Wednesday, October 3, 2012

It's October 3rd

I can read, so I read some things lately I've read an interview with Jeff Wall who is a photographer who took two years to produce one single image, "The Flooded Grave". Most of his photography has a sense of documentation and spontaneity, as if he is catching a beautiful moment or a strange moment and illuminating it to be a cinematic image. In reality he is putting an obsessive amount of work into stitching multiple sites and photos together to create a spontaneous looking site. This photo can be divided into three sections, the cemetery can be divided in two, while the hole in the ground dug from a grave is multiple shots that were taken in his studio with marine life specialists who helped create the perfect image. I love photography, but sometimes its hard to understand the technical means of creating the photograph. I love the way that this seems easy, but its not. The labor goes unnoticed without prior knowledge of the piece.
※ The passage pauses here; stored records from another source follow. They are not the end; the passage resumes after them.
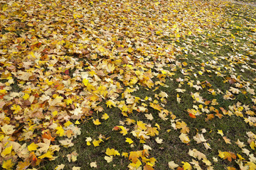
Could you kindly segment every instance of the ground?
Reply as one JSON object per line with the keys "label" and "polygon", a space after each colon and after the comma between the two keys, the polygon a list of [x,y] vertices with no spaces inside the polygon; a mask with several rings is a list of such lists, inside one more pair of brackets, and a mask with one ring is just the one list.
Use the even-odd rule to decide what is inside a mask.
{"label": "ground", "polygon": [[0,7],[3,169],[256,169],[253,1]]}

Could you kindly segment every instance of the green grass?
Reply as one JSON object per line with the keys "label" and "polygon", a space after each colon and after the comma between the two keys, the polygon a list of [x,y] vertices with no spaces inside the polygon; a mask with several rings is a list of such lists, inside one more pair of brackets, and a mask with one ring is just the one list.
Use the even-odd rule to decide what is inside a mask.
{"label": "green grass", "polygon": [[[250,0],[246,1],[252,2]],[[151,147],[151,150],[149,151],[149,157],[154,157],[156,159],[155,169],[168,169],[168,163],[170,161],[174,161],[181,167],[183,162],[190,162],[192,159],[198,161],[188,154],[189,149],[196,149],[206,154],[214,169],[227,169],[228,167],[239,169],[239,166],[234,160],[229,162],[218,157],[219,150],[232,152],[235,154],[242,155],[246,161],[249,161],[249,157],[242,153],[242,149],[235,144],[238,139],[245,144],[245,148],[250,150],[251,154],[255,153],[255,150],[247,144],[247,132],[251,131],[256,134],[256,130],[255,126],[250,126],[245,122],[244,118],[248,118],[245,110],[242,111],[244,118],[235,115],[234,113],[230,116],[223,115],[223,118],[218,118],[214,109],[223,114],[220,108],[228,110],[230,106],[240,103],[241,106],[248,106],[251,110],[256,111],[255,104],[251,100],[255,95],[246,92],[246,88],[240,89],[235,86],[240,84],[243,86],[248,86],[256,91],[256,30],[255,29],[256,10],[253,7],[247,7],[246,10],[243,10],[241,6],[233,5],[232,8],[230,6],[226,6],[225,12],[226,23],[222,23],[219,28],[206,30],[199,35],[180,38],[178,40],[168,36],[161,38],[166,44],[173,44],[175,47],[183,48],[181,52],[174,52],[175,62],[169,63],[164,68],[174,73],[173,76],[167,76],[166,78],[165,84],[168,87],[159,85],[150,89],[141,85],[129,87],[134,90],[134,92],[130,93],[131,96],[140,98],[137,106],[142,106],[143,103],[146,104],[147,106],[145,108],[147,111],[143,113],[134,109],[132,113],[128,113],[128,118],[135,121],[143,121],[147,125],[151,125],[151,127],[156,127],[157,123],[161,128],[159,130],[159,135],[150,137],[149,140],[145,141],[145,144]],[[4,29],[2,29],[1,32],[2,34],[8,33]],[[87,63],[87,59],[85,60],[81,56],[76,57],[80,57],[79,61],[83,61],[81,67],[85,68],[91,64]],[[45,71],[48,71],[47,65],[43,67],[46,67]],[[75,73],[76,69],[80,66],[77,67],[68,69],[70,79],[74,78],[73,74]],[[176,69],[174,69],[174,67]],[[152,70],[157,72],[156,68],[153,68]],[[156,78],[154,79],[154,81],[158,80]],[[4,84],[7,79],[2,79],[0,81]],[[22,89],[17,79],[14,79],[14,83],[11,85],[11,91],[21,91]],[[189,83],[196,86],[191,87],[188,84]],[[233,100],[225,100],[223,98],[223,95],[230,90],[230,87],[238,88],[240,92],[238,94],[233,94]],[[126,88],[124,91],[128,89]],[[178,93],[176,91],[178,88],[185,89],[186,92]],[[210,93],[210,90],[214,90],[215,95]],[[80,92],[82,89],[78,91]],[[161,97],[156,95],[161,91],[164,91],[169,96],[162,101]],[[211,106],[210,103],[206,105],[196,102],[191,94],[197,92],[203,98],[203,102],[216,99],[218,104]],[[177,94],[181,98],[180,103],[177,101]],[[151,98],[152,101],[144,100],[145,98]],[[121,101],[125,98],[119,96],[117,100]],[[181,130],[174,128],[174,123],[171,121],[174,120],[171,120],[170,115],[166,117],[168,120],[164,120],[159,116],[159,111],[149,106],[150,103],[153,101],[161,103],[162,108],[172,113],[176,117],[175,121],[186,123],[190,130],[188,136],[191,142],[188,144],[183,143],[180,140]],[[210,106],[214,108],[208,113],[203,112],[198,108],[201,114],[196,115],[196,118],[191,118],[188,110],[200,108],[200,105],[205,109],[210,110]],[[72,169],[73,166],[81,167],[81,169],[94,169],[90,167],[90,164],[97,162],[97,167],[95,169],[128,169],[127,166],[132,162],[128,158],[115,156],[112,162],[107,163],[104,157],[107,156],[105,152],[107,148],[114,148],[121,154],[122,152],[129,153],[142,150],[143,144],[131,133],[131,131],[137,127],[133,124],[128,125],[125,122],[127,118],[123,116],[118,108],[107,108],[106,101],[103,101],[100,106],[104,108],[104,111],[94,113],[93,118],[82,118],[84,120],[78,125],[82,133],[77,138],[73,139],[73,147],[62,147],[55,153],[58,157],[55,160],[50,162],[44,159],[36,168],[40,170],[54,169],[57,165],[63,164],[65,165],[64,169],[67,170]],[[110,118],[107,120],[101,119],[102,115],[105,113]],[[154,119],[152,120],[146,119],[145,113],[151,113]],[[214,118],[207,120],[209,114],[214,115]],[[255,115],[252,117],[255,118]],[[93,123],[92,119],[97,118],[100,119],[101,125],[95,125]],[[129,128],[128,134],[124,136],[119,130],[113,130],[113,128],[117,125],[123,125]],[[210,145],[211,149],[206,149],[203,143],[197,144],[193,140],[193,136],[198,132],[202,133],[202,129],[206,130],[203,136],[207,140],[206,142]],[[217,133],[219,130],[223,130],[224,136],[230,140],[231,144],[225,142],[221,135]],[[92,142],[91,145],[87,144],[85,141],[87,137],[91,137],[93,141],[99,140],[99,137],[101,137],[103,141],[100,143],[100,146],[94,147]],[[155,139],[157,137],[163,140],[162,143],[158,144],[156,142]],[[133,147],[125,142],[126,137],[129,137],[134,142]],[[58,137],[58,140],[61,139]],[[58,144],[58,142],[55,142]],[[74,151],[78,154],[78,160],[68,162],[66,155]],[[213,157],[218,158],[218,162],[213,162]],[[202,169],[207,169],[207,166],[202,160],[198,162]]]}
{"label": "green grass", "polygon": [[[167,169],[168,162],[169,161],[174,161],[176,163],[182,165],[181,162],[191,162],[192,157],[188,154],[188,149],[196,149],[202,153],[205,154],[207,158],[213,163],[214,169],[225,169],[228,166],[235,167],[239,169],[239,166],[234,162],[229,162],[227,160],[223,160],[218,157],[218,150],[233,152],[235,154],[239,154],[245,157],[246,159],[248,157],[243,154],[241,149],[239,148],[234,142],[239,139],[241,142],[247,142],[246,132],[252,131],[256,133],[256,130],[252,127],[244,122],[242,118],[235,115],[224,115],[221,119],[215,117],[213,120],[206,121],[207,113],[202,113],[201,115],[193,119],[188,116],[187,109],[193,108],[193,106],[198,106],[198,103],[193,102],[190,93],[200,92],[201,96],[208,101],[211,101],[214,98],[217,99],[219,105],[213,106],[218,109],[223,107],[228,110],[229,106],[235,105],[238,102],[242,104],[248,105],[252,107],[253,104],[250,100],[252,95],[246,94],[242,94],[240,93],[235,95],[235,100],[224,100],[223,94],[218,94],[215,96],[209,94],[207,90],[213,89],[215,91],[225,93],[229,89],[230,86],[234,86],[234,84],[230,84],[228,81],[224,82],[228,77],[231,77],[232,74],[241,76],[241,82],[250,82],[251,84],[255,84],[255,64],[251,60],[247,62],[244,60],[243,57],[238,57],[236,61],[231,61],[230,60],[232,56],[243,56],[247,57],[248,59],[255,59],[255,54],[250,55],[248,51],[255,52],[255,47],[252,45],[252,42],[255,41],[254,38],[255,35],[248,28],[247,25],[244,25],[245,20],[251,21],[251,16],[249,15],[255,15],[254,8],[250,8],[250,11],[247,10],[238,10],[239,6],[235,6],[235,8],[227,9],[226,16],[230,21],[233,21],[233,23],[230,22],[228,24],[223,24],[222,28],[215,30],[215,35],[213,32],[208,31],[200,35],[199,36],[190,36],[181,39],[179,42],[176,42],[177,46],[183,47],[182,53],[176,57],[177,61],[182,62],[186,61],[188,63],[187,67],[177,69],[174,72],[175,75],[166,79],[166,84],[169,87],[159,86],[159,89],[152,92],[152,89],[145,89],[140,87],[139,90],[132,93],[134,96],[140,98],[145,97],[151,97],[153,100],[155,98],[154,94],[159,94],[161,91],[165,91],[169,98],[164,103],[164,108],[171,111],[178,119],[184,121],[188,127],[190,128],[189,138],[191,142],[189,144],[182,143],[178,139],[180,135],[179,130],[174,130],[171,127],[171,123],[169,120],[163,120],[158,116],[158,111],[153,108],[148,108],[148,113],[153,115],[154,119],[149,120],[145,118],[144,113],[134,111],[129,115],[129,118],[135,120],[142,120],[145,123],[151,124],[152,126],[155,123],[158,123],[161,130],[159,130],[159,137],[164,140],[162,144],[157,144],[154,140],[146,142],[146,144],[151,146],[152,151],[150,151],[150,157],[154,157],[157,159],[155,166],[155,169]],[[238,11],[235,11],[238,9]],[[233,15],[238,11],[238,15]],[[250,12],[252,13],[250,13]],[[246,23],[246,22],[245,22]],[[228,28],[227,28],[228,26]],[[237,27],[239,27],[238,28]],[[235,40],[232,40],[230,34],[235,37]],[[248,35],[251,35],[248,37]],[[168,38],[163,39],[168,43],[169,41]],[[249,49],[245,50],[245,47]],[[196,54],[196,56],[195,56]],[[244,62],[244,63],[238,63],[236,62]],[[210,70],[211,72],[204,72],[203,75],[194,76],[194,73],[201,70],[202,63],[208,62],[210,64],[204,67],[205,69]],[[211,64],[210,64],[211,63]],[[230,63],[233,64],[233,67],[225,69],[225,67],[230,66]],[[243,65],[248,67],[245,69]],[[191,67],[195,69],[193,72],[189,71]],[[220,68],[220,69],[218,69]],[[226,67],[227,68],[227,67]],[[241,70],[242,69],[244,70]],[[181,70],[187,70],[188,75],[183,75],[181,73]],[[254,71],[253,71],[254,70]],[[223,76],[220,76],[214,72],[219,72],[223,74]],[[176,81],[178,78],[186,79],[189,77],[188,81],[197,81],[203,82],[207,81],[212,86],[206,87],[204,89],[196,90],[195,88],[190,87],[187,84],[188,81],[179,83]],[[186,93],[181,94],[179,95],[181,98],[181,103],[176,101],[176,89],[180,84],[181,89],[184,89]],[[252,86],[255,90],[255,86]],[[146,103],[148,104],[148,103]],[[82,135],[75,140],[75,147],[72,149],[66,149],[61,150],[59,153],[59,158],[56,161],[50,162],[44,162],[40,169],[53,169],[57,164],[65,164],[66,165],[65,169],[70,169],[73,166],[80,166],[81,169],[90,169],[89,165],[90,162],[97,162],[98,169],[126,169],[127,166],[129,163],[127,158],[117,157],[114,161],[110,164],[107,164],[104,160],[105,149],[109,148],[114,148],[120,153],[122,152],[131,152],[133,150],[141,149],[142,144],[138,142],[134,142],[134,147],[131,148],[129,145],[124,142],[124,137],[131,137],[136,141],[136,139],[128,134],[123,137],[122,134],[117,131],[112,131],[112,128],[115,125],[118,125],[119,120],[124,121],[125,117],[121,114],[121,111],[117,108],[105,108],[104,113],[107,113],[110,118],[104,120],[102,125],[95,126],[92,120],[86,121],[80,126],[82,130]],[[214,113],[210,112],[210,113]],[[94,118],[100,118],[100,114],[95,115]],[[245,117],[246,115],[245,115]],[[126,125],[130,128],[132,126]],[[200,132],[205,128],[206,132],[204,133],[204,137],[207,140],[210,145],[212,149],[206,150],[203,144],[196,144],[196,141],[193,140],[193,136],[196,135],[197,132]],[[222,139],[220,135],[218,134],[218,130],[222,130],[224,135],[226,136],[231,141],[230,144],[226,144]],[[169,130],[167,132],[167,130]],[[86,137],[91,137],[92,139],[97,138],[100,135],[104,135],[105,137],[110,137],[108,140],[100,143],[100,147],[94,147],[93,146],[87,146],[85,141]],[[247,149],[253,152],[248,146],[246,147]],[[67,158],[65,155],[70,153],[72,151],[76,150],[79,154],[78,161],[75,163],[67,164]],[[213,157],[218,157],[218,162],[213,162]],[[86,162],[86,163],[85,163]],[[203,169],[206,169],[207,166],[200,162],[200,165]]]}

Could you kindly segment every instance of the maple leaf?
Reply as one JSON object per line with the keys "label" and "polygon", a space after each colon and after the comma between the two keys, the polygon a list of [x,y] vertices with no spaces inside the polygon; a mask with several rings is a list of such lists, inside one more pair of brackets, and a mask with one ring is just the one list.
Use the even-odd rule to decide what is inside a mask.
{"label": "maple leaf", "polygon": [[156,143],[158,143],[158,144],[161,144],[161,143],[163,142],[163,140],[162,140],[162,139],[160,139],[159,137],[157,137],[156,138]]}
{"label": "maple leaf", "polygon": [[6,169],[11,169],[12,167],[14,166],[14,162],[12,162],[12,159],[8,159],[8,160],[4,160],[2,164],[2,167]]}
{"label": "maple leaf", "polygon": [[18,165],[17,165],[17,168],[16,170],[23,170],[23,169],[26,169],[27,168],[28,168],[28,166],[30,166],[31,163],[29,162],[29,161],[26,161],[26,162],[18,162]]}
{"label": "maple leaf", "polygon": [[181,140],[182,142],[183,143],[189,143],[190,140],[188,137],[188,135],[185,134],[185,133],[181,133],[181,135],[179,135],[178,137],[180,138],[180,140]]}
{"label": "maple leaf", "polygon": [[110,163],[113,161],[113,156],[105,156],[104,159],[107,161],[107,163]]}
{"label": "maple leaf", "polygon": [[13,148],[13,145],[12,145],[12,144],[9,144],[9,147],[4,148],[4,149],[1,152],[1,156],[2,156],[3,157],[4,157],[6,154],[11,154],[11,152],[12,148]]}
{"label": "maple leaf", "polygon": [[168,166],[171,169],[175,169],[178,166],[178,164],[175,164],[174,161],[168,162]]}
{"label": "maple leaf", "polygon": [[120,154],[118,152],[118,151],[115,150],[114,149],[110,149],[107,148],[106,150],[106,154],[107,154],[108,156],[111,156],[111,155],[119,155],[120,156]]}
{"label": "maple leaf", "polygon": [[36,150],[36,149],[38,148],[38,145],[37,145],[36,144],[35,144],[34,142],[32,142],[31,144],[29,144],[28,146],[28,151],[33,151],[33,150]]}
{"label": "maple leaf", "polygon": [[93,146],[98,147],[98,146],[100,146],[100,142],[101,142],[100,140],[94,140],[93,142],[92,142],[92,144],[93,144]]}
{"label": "maple leaf", "polygon": [[132,144],[134,142],[131,138],[126,137],[125,142],[128,142],[129,144]]}
{"label": "maple leaf", "polygon": [[15,126],[14,125],[5,124],[1,127],[1,129],[6,135],[11,135],[15,131],[14,128]]}
{"label": "maple leaf", "polygon": [[184,170],[191,170],[192,169],[192,166],[188,162],[181,162],[181,163],[183,164],[183,167]]}
{"label": "maple leaf", "polygon": [[101,123],[100,122],[99,119],[96,119],[96,120],[93,119],[93,124],[95,124],[95,125],[99,125],[101,124]]}
{"label": "maple leaf", "polygon": [[236,156],[234,153],[230,152],[221,152],[221,151],[218,151],[219,154],[218,156],[223,159],[227,159],[229,162],[232,161],[232,159],[236,159]]}
{"label": "maple leaf", "polygon": [[149,120],[152,120],[154,119],[154,117],[153,117],[151,113],[150,113],[150,114],[144,114],[144,115]]}
{"label": "maple leaf", "polygon": [[60,165],[58,165],[54,169],[55,169],[55,170],[62,170],[62,169],[64,169],[64,167],[65,167],[65,164],[61,164]]}
{"label": "maple leaf", "polygon": [[76,151],[72,152],[71,154],[67,154],[68,161],[69,162],[76,162],[78,160],[78,154],[76,152]]}
{"label": "maple leaf", "polygon": [[104,119],[104,120],[107,120],[110,118],[110,116],[107,114],[107,113],[104,113],[104,115],[102,115],[102,119]]}
{"label": "maple leaf", "polygon": [[92,162],[90,163],[90,166],[91,168],[97,168],[97,162]]}
{"label": "maple leaf", "polygon": [[78,166],[73,166],[72,170],[80,170],[81,167]]}
{"label": "maple leaf", "polygon": [[224,136],[224,137],[223,137],[223,138],[226,144],[231,144],[230,140],[228,139],[227,137]]}
{"label": "maple leaf", "polygon": [[196,136],[193,137],[193,139],[196,141],[197,144],[206,142],[203,134],[197,133]]}

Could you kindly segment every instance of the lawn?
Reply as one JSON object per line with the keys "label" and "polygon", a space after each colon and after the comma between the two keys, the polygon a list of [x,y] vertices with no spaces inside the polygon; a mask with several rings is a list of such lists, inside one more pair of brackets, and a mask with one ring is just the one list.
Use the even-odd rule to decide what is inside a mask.
{"label": "lawn", "polygon": [[0,8],[2,169],[256,169],[255,6]]}

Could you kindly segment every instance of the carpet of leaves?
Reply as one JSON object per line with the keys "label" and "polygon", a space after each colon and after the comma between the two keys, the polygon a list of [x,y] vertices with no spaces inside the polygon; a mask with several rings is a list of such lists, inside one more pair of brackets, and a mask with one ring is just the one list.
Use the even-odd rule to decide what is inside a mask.
{"label": "carpet of leaves", "polygon": [[[118,108],[120,114],[127,117],[122,125],[113,125],[113,132],[122,133],[124,138],[120,140],[129,144],[135,140],[143,144],[139,150],[122,153],[106,148],[107,162],[111,162],[114,157],[124,157],[130,161],[130,169],[154,169],[157,158],[150,157],[152,146],[144,143],[151,140],[163,142],[164,139],[158,137],[161,127],[157,123],[146,124],[129,118],[137,111],[153,120],[148,112],[149,108],[180,131],[177,140],[188,144],[195,140],[203,144],[206,149],[211,149],[203,137],[205,129],[190,139],[186,123],[165,108],[168,94],[155,94],[155,98],[132,95],[139,88],[168,87],[166,79],[175,75],[177,70],[184,79],[174,80],[180,82],[176,89],[175,102],[182,101],[182,94],[189,94],[195,103],[186,113],[191,118],[201,114],[206,115],[206,120],[214,117],[239,116],[254,128],[255,77],[245,80],[234,71],[237,65],[245,72],[255,71],[255,59],[250,57],[255,56],[255,33],[247,37],[252,43],[244,47],[247,55],[217,58],[211,52],[213,57],[199,64],[176,59],[181,53],[191,52],[177,45],[179,40],[197,37],[206,30],[210,34],[220,26],[235,26],[225,25],[227,18],[224,11],[229,6],[223,1],[192,0],[0,1],[2,167],[28,169],[43,159],[54,160],[62,147],[73,146],[73,140],[81,134],[80,123],[92,119],[95,125],[100,125],[111,116],[107,113],[101,119],[93,118],[96,113],[104,113],[102,102],[107,107]],[[255,21],[247,23],[242,26],[255,33]],[[235,50],[235,38],[231,33],[228,35],[227,38],[233,41],[231,47]],[[166,38],[171,40],[171,43],[166,42]],[[223,42],[220,38],[217,44],[221,47]],[[196,57],[196,53],[191,54]],[[222,65],[222,60],[230,64]],[[200,69],[195,69],[198,66]],[[191,76],[196,77],[208,73],[225,81],[230,86],[228,90],[221,91],[207,81],[190,80]],[[198,91],[186,91],[182,88],[184,84]],[[203,98],[201,91],[208,91],[213,99]],[[227,108],[218,107],[218,102],[214,98],[216,94],[223,100],[234,100],[238,94],[247,95],[251,103],[238,102]],[[231,144],[225,132],[219,130],[218,132],[226,143]],[[134,138],[126,137],[127,133],[132,134]],[[253,151],[256,147],[256,135],[251,131],[247,134],[247,144],[239,140],[235,142],[246,154],[247,159],[240,154],[220,150],[213,161],[217,157],[229,162],[235,159],[241,169],[255,169],[256,158],[249,149]],[[86,142],[88,146],[97,147],[107,140],[102,135],[97,139],[88,137]],[[246,145],[250,147],[246,149]],[[191,149],[188,154],[195,159],[183,162],[183,169],[191,169],[192,166],[201,169],[198,162],[208,169],[213,169],[213,163],[198,150]],[[68,157],[70,161],[75,161],[78,154],[75,152]],[[169,167],[182,169],[176,163],[169,162]],[[60,165],[56,169],[63,167]],[[97,167],[97,163],[92,162],[91,167]]]}

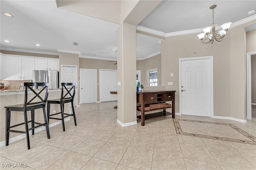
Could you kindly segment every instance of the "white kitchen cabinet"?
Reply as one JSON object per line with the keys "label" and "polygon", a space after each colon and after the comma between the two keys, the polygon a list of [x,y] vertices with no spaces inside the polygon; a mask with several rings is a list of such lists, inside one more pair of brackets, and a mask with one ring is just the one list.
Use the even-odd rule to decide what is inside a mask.
{"label": "white kitchen cabinet", "polygon": [[34,61],[33,58],[4,56],[3,78],[10,80],[33,79]]}
{"label": "white kitchen cabinet", "polygon": [[35,70],[47,70],[47,59],[35,59]]}
{"label": "white kitchen cabinet", "polygon": [[34,59],[22,57],[21,76],[22,80],[33,80],[33,70],[35,69]]}
{"label": "white kitchen cabinet", "polygon": [[3,80],[3,57],[0,55],[0,80]]}
{"label": "white kitchen cabinet", "polygon": [[51,71],[59,70],[59,60],[48,59],[48,70]]}
{"label": "white kitchen cabinet", "polygon": [[58,71],[59,60],[35,58],[35,70]]}
{"label": "white kitchen cabinet", "polygon": [[3,58],[4,80],[21,80],[21,57],[4,56]]}

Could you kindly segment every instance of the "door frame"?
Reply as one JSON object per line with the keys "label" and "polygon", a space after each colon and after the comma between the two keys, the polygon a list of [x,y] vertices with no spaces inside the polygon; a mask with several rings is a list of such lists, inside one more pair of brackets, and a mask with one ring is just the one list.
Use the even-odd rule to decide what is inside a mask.
{"label": "door frame", "polygon": [[246,119],[252,119],[252,55],[256,51],[246,53]]}
{"label": "door frame", "polygon": [[100,92],[100,71],[117,71],[117,70],[110,70],[107,69],[99,69],[99,92],[100,93],[100,102],[101,102],[100,99],[101,99],[101,93]]}
{"label": "door frame", "polygon": [[62,71],[63,71],[63,67],[75,67],[76,68],[76,86],[75,86],[75,88],[76,89],[78,89],[77,90],[76,90],[76,95],[75,95],[75,98],[76,98],[76,106],[75,105],[75,106],[76,106],[76,107],[80,107],[79,105],[79,102],[78,102],[78,94],[79,94],[78,92],[79,91],[79,88],[78,88],[78,87],[79,87],[79,84],[78,83],[78,71],[77,70],[77,68],[78,66],[77,65],[66,65],[66,64],[61,64],[60,65],[60,70],[61,70],[61,72],[60,72],[60,74],[61,75],[60,75],[59,76],[60,76],[60,86],[61,86],[61,82],[62,82]]}
{"label": "door frame", "polygon": [[208,59],[210,61],[210,111],[211,117],[213,118],[214,114],[214,94],[213,94],[213,56],[199,57],[196,57],[183,58],[179,59],[179,115],[182,115],[181,102],[181,61],[184,60],[200,60]]}
{"label": "door frame", "polygon": [[[96,101],[95,101],[95,102],[97,102],[97,69],[89,69],[89,68],[80,68],[79,69],[79,80],[82,80],[81,78],[81,70],[95,70],[96,71],[96,78],[95,78],[95,86],[96,86]],[[80,82],[80,81],[79,81]],[[80,84],[79,84],[79,89],[80,88]],[[81,95],[81,94],[80,93],[80,90],[79,90],[79,104],[81,104],[81,101],[82,100],[81,100],[81,97],[82,96],[82,95]]]}

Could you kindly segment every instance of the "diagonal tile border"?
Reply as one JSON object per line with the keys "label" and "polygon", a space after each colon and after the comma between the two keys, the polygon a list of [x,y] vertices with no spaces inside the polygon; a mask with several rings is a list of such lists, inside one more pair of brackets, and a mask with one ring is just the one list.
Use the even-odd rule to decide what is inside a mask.
{"label": "diagonal tile border", "polygon": [[[202,123],[205,123],[214,124],[216,124],[216,125],[226,125],[227,126],[229,126],[232,128],[237,131],[241,134],[247,137],[248,138],[248,140],[246,141],[246,140],[244,140],[226,138],[222,137],[206,135],[204,135],[197,134],[196,133],[188,133],[186,132],[182,132],[181,127],[180,127],[180,125],[179,123],[179,120],[182,121],[189,121],[189,122],[191,122]],[[194,136],[194,137],[202,137],[204,138],[211,139],[213,139],[220,140],[221,141],[228,141],[229,142],[238,142],[239,143],[247,143],[248,144],[256,145],[256,138],[255,137],[254,137],[253,136],[250,135],[249,133],[243,131],[240,129],[238,128],[236,126],[232,124],[224,123],[218,123],[218,122],[209,122],[209,121],[200,121],[192,120],[181,119],[173,119],[173,123],[174,123],[174,126],[175,126],[175,129],[176,129],[176,133],[177,133],[177,134],[183,135],[190,136]],[[249,140],[249,139],[250,139],[251,141]]]}

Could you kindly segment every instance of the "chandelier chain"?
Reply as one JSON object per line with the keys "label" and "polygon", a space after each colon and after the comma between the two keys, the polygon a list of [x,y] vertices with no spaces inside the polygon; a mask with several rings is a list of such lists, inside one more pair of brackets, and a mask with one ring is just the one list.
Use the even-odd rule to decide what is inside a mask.
{"label": "chandelier chain", "polygon": [[214,24],[214,8],[212,8],[212,25]]}

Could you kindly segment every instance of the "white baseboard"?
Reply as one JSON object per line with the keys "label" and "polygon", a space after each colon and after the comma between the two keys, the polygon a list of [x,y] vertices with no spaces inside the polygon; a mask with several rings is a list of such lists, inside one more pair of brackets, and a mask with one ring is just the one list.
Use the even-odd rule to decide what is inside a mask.
{"label": "white baseboard", "polygon": [[233,117],[231,117],[231,120],[234,120],[234,121],[239,121],[239,122],[242,122],[242,123],[246,123],[246,122],[247,122],[247,120],[246,120],[246,119],[243,120],[243,119],[240,119],[234,118]]}
{"label": "white baseboard", "polygon": [[214,116],[213,118],[214,119],[226,119],[228,120],[231,120],[231,118],[230,117],[226,117],[225,116]]}
{"label": "white baseboard", "polygon": [[224,117],[224,116],[214,116],[213,117],[214,118],[214,119],[228,119],[228,120],[234,120],[234,121],[239,121],[240,122],[242,122],[242,123],[246,123],[247,122],[247,120],[246,119],[236,119],[236,118],[234,118],[234,117]]}
{"label": "white baseboard", "polygon": [[[68,117],[65,119],[64,119],[64,121],[68,121],[69,120],[70,120],[70,117]],[[62,123],[61,121],[58,121],[57,122],[54,123],[53,123],[50,124],[50,125],[49,125],[49,127],[51,127],[61,123]],[[45,130],[45,126],[43,126],[39,128],[35,129],[35,133],[36,133],[38,132],[39,132],[40,131],[43,131],[44,130]],[[29,135],[32,135],[32,131],[30,131],[29,132]],[[26,134],[23,134],[10,138],[9,139],[9,144],[10,144],[11,143],[12,143],[13,142],[21,139],[24,137],[26,137]],[[0,147],[2,147],[3,146],[5,146],[5,142],[6,141],[5,140],[0,142]]]}
{"label": "white baseboard", "polygon": [[130,126],[131,125],[137,125],[137,121],[132,121],[132,122],[126,123],[123,123],[118,119],[116,120],[116,122],[118,123],[119,125],[121,125],[122,127]]}

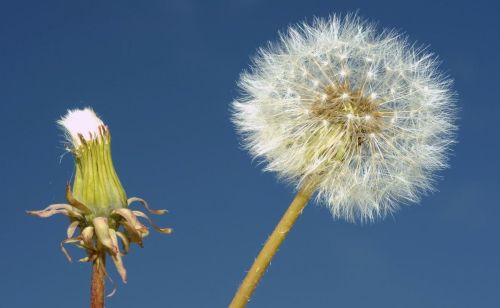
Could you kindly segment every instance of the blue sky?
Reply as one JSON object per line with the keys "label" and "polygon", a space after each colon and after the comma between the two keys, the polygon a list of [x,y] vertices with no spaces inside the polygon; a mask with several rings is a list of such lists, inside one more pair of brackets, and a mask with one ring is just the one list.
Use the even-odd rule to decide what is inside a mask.
{"label": "blue sky", "polygon": [[498,7],[437,0],[2,2],[1,306],[88,306],[90,266],[59,250],[66,219],[24,212],[64,201],[73,161],[55,121],[84,106],[110,126],[127,193],[175,229],[125,257],[107,307],[226,306],[293,197],[241,149],[236,80],[288,25],[356,10],[429,45],[455,79],[451,168],[374,224],[311,203],[249,307],[500,307]]}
It looks effortless. I thought this piece was worth sharing, it relates to my current struggle which is my cake painting. It is going by so slowly and I am not working on anything else right now, and if I continue to not work on anything else I'm going to lose my mind and only care about the cake. So I'm giving the cake a break so I can go back to my normal paintings. Poor Jeff Wall must have lost his mind thinking about the same thing everyday. 


He speaks really nicely about the process of making it, he seems really excited about making it rather than talking about the ideas behind it. He has these wonderful ideas about the versatility of a single image and how many realities it can contain.  A small snippet from the interview :


Jan Tumlir: Thomas Crow described your use of digital technology as opening up the "occult potential" of, I suppose, representation. How do you understand that word, "occult," in regard to what you're doing here?

Jeff Wall: I think it has to do with the fact that, before photography, the coexistence of separate domains in pictures was taken for granted. Paintings showed angels or demons interacting with humans, for example, as a routine matter, because it is routine within the nature of the medium. Painting and drawing make no demand as to the ontological consistency of the things being depicted; they don't have any means to do so, and that's one of the main reasons they've been so significant in the history of the imagination. Photography seemed to be something quite different, at the beginning; it seemed to prove that there was only one world, not many-one visible world, anyway. But I think that is only a suggestion made by photography, not a conclusion. And the suggestion can be taken in so many different ways. I think photography, by nature, does have artistically legitimate routes of access into the aesthetic of "multiple worlds," of "imaginary ontologies." 







Definitely worth a read if you get a chance.